All equations given in Exercise 1.5 also apply here:

  • Entropy:
$$H = p_{\rm AA} \cdot {\rm log_2}\hspace{0.1cm}\frac {1}{ p_{\rm A\hspace{0.01cm}|\hspace{0.01cm}A}} + p_{\rm AB} \cdot {\rm log_2}\hspace{0.1cm}\frac {1}{ p_{\rm B\hspace{0.01cm}|\hspace{0.01cm}A}} + p_{\rm BA} \cdot {\rm log_2}\hspace{0.1cm}\frac {1}{ p_{\rm A\hspace{0.01cm}|\hspace{0.01cm}B}} + p_{\rm BB} \cdot {\rm log_2}\hspace{0.1cm}\frac {1}{ p_{\rm B\hspace{0.01cm}|\hspace{0.01cm}B}}\hspace{0.05cm}.$$
  • First entropy approximation::
$$H_{\rm 1} = p_{\rm A} \cdot {\rm log_2}\hspace{0.1cm} \frac{1}{p_{\rm A}} + p_{\rm B} \cdot {\rm log_2}\hspace{0.1cm} \frac{1}{p_{\rm B}}\hspace{0.05cm}.$$
  • k–th entropy approximation $(k = 2, 3, \ \text{...})$:
$$H_k = {1}/{k} \cdot \big [ H_{\rm 1} + (k-1) \cdot H \big]\hspace{0.05cm},\hspace{0.5cm}H = \lim_{k \rightarrow \infty } H_k \hspace{0.05cm}.$$




Hints:



Questions

1 Calculate the symbol probabilities for the transition probability  $q = 1/4$.

$p_{\rm A} \ = \ $
$p_{\rm B} \ = \ $

2 Calculate the source entropy  $H$  for  $q = 1/4$.

$H \ =$ $\ \rm bit/symbol$

3 What entropy approximations are obtained for  $q = 1/4$?

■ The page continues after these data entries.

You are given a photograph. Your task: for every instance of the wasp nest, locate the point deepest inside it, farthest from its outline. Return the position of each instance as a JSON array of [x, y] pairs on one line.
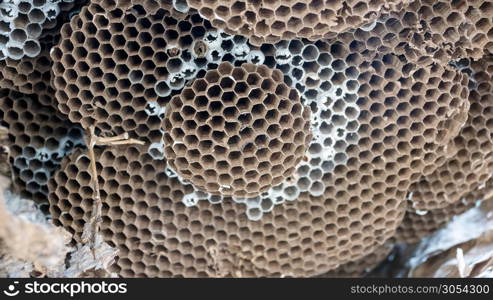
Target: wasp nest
[[117, 68], [236, 132], [22, 23], [272, 21], [39, 138], [473, 163]]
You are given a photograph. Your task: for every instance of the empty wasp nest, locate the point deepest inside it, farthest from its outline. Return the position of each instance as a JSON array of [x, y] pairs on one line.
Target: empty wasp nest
[[272, 21], [372, 119], [39, 138], [472, 164], [236, 132]]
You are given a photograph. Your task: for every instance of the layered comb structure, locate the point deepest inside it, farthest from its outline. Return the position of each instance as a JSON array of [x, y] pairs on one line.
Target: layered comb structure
[[472, 165], [281, 138], [271, 21], [237, 132], [117, 68], [22, 23], [39, 138]]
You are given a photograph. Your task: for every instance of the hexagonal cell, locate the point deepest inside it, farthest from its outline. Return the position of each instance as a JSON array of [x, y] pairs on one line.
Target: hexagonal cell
[[39, 138], [231, 138]]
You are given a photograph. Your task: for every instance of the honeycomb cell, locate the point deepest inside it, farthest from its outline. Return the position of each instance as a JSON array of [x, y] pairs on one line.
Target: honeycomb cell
[[472, 164], [22, 23], [29, 75], [442, 30], [39, 138], [361, 267], [236, 132], [272, 21], [118, 64]]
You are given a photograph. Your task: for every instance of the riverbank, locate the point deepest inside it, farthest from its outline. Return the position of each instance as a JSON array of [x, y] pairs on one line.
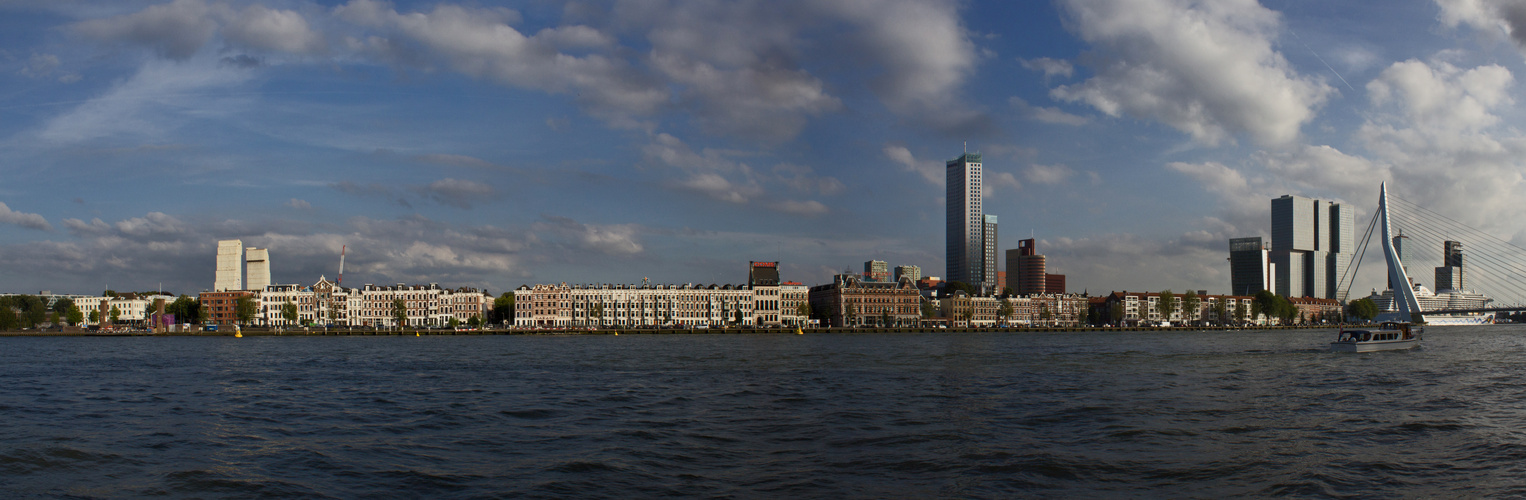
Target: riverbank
[[682, 331]]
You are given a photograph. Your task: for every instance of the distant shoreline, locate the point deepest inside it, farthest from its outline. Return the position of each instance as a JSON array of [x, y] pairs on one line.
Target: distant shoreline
[[649, 331]]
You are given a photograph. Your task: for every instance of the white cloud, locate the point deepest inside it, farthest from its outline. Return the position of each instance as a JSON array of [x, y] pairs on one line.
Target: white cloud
[[931, 171], [176, 29], [1046, 115], [22, 218], [270, 29], [1050, 67], [1496, 19], [1206, 69]]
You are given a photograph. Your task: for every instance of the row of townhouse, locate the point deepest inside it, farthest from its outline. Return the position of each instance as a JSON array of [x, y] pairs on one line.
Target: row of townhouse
[[1142, 308], [1049, 310], [371, 305], [658, 305]]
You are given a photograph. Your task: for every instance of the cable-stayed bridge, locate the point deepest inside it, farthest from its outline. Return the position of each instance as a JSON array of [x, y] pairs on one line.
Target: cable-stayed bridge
[[1470, 272]]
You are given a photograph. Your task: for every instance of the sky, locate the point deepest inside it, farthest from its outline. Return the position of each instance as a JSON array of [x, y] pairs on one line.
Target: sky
[[490, 145]]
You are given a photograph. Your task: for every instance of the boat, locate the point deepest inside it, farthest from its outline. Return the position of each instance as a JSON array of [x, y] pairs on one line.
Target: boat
[[1390, 336]]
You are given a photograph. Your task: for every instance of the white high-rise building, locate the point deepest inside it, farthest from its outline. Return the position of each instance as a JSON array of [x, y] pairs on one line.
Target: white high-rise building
[[229, 266], [965, 221], [1311, 246], [258, 267]]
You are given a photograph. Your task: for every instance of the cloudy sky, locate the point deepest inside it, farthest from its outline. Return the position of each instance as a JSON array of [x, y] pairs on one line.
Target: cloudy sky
[[501, 144]]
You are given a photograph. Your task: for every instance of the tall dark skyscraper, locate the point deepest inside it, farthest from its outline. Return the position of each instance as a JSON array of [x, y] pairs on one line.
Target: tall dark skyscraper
[[965, 221]]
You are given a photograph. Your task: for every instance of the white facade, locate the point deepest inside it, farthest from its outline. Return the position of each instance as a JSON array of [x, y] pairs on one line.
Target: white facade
[[229, 266], [258, 269], [634, 305]]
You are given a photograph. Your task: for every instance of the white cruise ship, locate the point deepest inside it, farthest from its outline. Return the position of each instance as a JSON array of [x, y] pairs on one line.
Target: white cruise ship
[[1447, 299]]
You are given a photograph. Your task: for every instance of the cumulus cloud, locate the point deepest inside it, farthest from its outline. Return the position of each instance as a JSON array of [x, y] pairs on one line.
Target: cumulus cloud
[[1490, 17], [22, 218], [931, 171], [1206, 69], [176, 29], [272, 29], [1439, 130]]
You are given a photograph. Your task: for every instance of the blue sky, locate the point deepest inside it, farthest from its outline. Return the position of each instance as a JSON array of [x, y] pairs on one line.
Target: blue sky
[[501, 144]]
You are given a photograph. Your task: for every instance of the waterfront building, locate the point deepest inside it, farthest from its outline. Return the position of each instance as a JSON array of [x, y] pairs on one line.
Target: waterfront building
[[1055, 284], [229, 266], [876, 270], [988, 258], [1311, 246], [1026, 269], [634, 305], [258, 267], [910, 272], [850, 301], [766, 301], [1140, 310], [794, 296], [965, 221], [1448, 276], [222, 307], [1250, 269]]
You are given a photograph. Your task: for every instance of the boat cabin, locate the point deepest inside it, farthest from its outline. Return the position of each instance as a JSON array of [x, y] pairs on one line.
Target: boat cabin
[[1386, 331]]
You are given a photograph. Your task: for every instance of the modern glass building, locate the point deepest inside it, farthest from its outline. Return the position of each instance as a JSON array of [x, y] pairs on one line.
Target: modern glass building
[[965, 223]]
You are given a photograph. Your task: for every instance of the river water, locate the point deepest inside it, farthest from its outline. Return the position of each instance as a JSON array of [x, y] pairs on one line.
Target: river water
[[798, 416]]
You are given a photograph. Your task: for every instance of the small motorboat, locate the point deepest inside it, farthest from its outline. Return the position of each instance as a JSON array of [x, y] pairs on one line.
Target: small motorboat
[[1390, 336]]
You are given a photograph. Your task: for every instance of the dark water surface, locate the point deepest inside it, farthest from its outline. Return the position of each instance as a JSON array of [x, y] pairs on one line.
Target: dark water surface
[[829, 416]]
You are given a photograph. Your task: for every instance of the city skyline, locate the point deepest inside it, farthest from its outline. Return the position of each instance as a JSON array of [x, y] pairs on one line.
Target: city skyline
[[487, 147]]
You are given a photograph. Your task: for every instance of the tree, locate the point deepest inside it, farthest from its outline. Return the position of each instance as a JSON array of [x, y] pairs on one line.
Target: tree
[[289, 313], [400, 311], [244, 310], [1363, 308], [1166, 304], [8, 319], [1189, 305]]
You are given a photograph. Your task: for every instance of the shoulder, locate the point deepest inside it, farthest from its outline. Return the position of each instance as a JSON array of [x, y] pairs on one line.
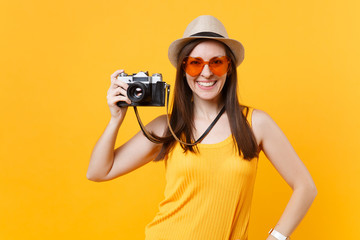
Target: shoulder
[[262, 124]]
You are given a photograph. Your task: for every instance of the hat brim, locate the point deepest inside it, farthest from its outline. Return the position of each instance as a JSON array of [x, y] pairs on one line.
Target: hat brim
[[235, 46]]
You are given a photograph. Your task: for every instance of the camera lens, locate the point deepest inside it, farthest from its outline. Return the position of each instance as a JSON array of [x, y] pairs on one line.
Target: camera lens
[[136, 92]]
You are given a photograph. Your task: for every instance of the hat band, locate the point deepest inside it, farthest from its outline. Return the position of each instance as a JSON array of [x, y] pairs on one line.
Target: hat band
[[206, 34]]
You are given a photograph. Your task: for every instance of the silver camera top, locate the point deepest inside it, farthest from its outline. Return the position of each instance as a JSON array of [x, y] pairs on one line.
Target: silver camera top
[[140, 77]]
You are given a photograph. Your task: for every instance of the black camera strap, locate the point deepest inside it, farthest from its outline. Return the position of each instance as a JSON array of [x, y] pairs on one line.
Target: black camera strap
[[154, 140]]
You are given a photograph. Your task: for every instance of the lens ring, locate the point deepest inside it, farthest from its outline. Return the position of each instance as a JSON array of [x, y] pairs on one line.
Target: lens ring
[[136, 92]]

$H_1 \ = \ $ $\ \rm bit/symbol$
$H_2 \ = \ $ $\ \rm bit/symbol$
$H_3 \ = \ $ $\ \rm bit/symbol$

4 Determine  $q$  such that  $H$  becomes maximum. Interpretation.

$q \ = \ $

5 Which symbol sequences are possible with  $q = 0$ ?

$\rm AAAAAA$ ...
$\rm BBBBBB$ ...
$\rm ABABAB$ ...

6 Which symbol sequences are possible with  $q = 1$ ?

$\rm AAAAAA$ ...
$\rm BBBBBB$ ...
$\rm ABABAB$ ...


Solution

(1)  For a stationary first order binary Markov source holds:

$$p_{\rm A} = p_{\rm A\hspace{0.01cm}|\hspace{0.01cm}A} \cdot p_{\rm A} + p_{\rm A\hspace{0.01cm}|\hspace{0.01cm}B} \cdot p_{\rm B}= (1-q) \cdot p_{\rm A} + q \cdot p_{\rm B}$$
$$\Rightarrow \hspace{0.3cm}q \cdot p_{\rm A} = q \cdot p_{\rm B} \hspace{0.3cm} \Rightarrow \hspace{0.3cm}p_{\rm A} = p_{\rm B}\hspace{0.15cm} \underline {= 0.5}\hspace{0.05cm}.$$


(2)  To calculate the entropy  $H$  one needs all four composite probabilities:

$$p_{\rm AA} \hspace{0.1cm} = \hspace{0.1cm} p_{\rm A} \cdot p_{\rm A\hspace{0.01cm}|\hspace{0.01cm}A} = 1/2 \cdot(1-q) = p_{\rm BB}\hspace{0.05cm},\hspace{1cm}p_{\rm AB} \hspace{0.1cm} = \hspace{0.1cm} p_{\rm A} \cdot p_{\rm B\hspace{0.01cm}|\hspace{0.01cm}A} = 1/2 \cdot q = p_{\rm BA}\hspace{0.05cm}.$$
  • Substituting these values into the given entropy equation, we get
$$H = 2 \cdot \frac{1}{2} \cdot(1-q) \cdot{\rm log}_2\hspace{0.1cm} \frac{1}{1-q} + 2 \cdot \frac{1}{2} \cdot q \cdot{\rm log}_2\hspace{0.1cm} \frac{1}{q} = q \cdot {\rm log}_2\hspace{0.1cm} \frac{1}{q} + (1-q) \cdot {\rm log}_2\hspace{0.1cm} \frac{1}{1-q} = H_{\rm bin}(q) \hspace{0.05cm}.$$
  • The numerical value sought is  $H = H_{\rm bin} (0.25) \hspace{0.15cm}\underline{= 0.811 \, \rm bit/symbol}$.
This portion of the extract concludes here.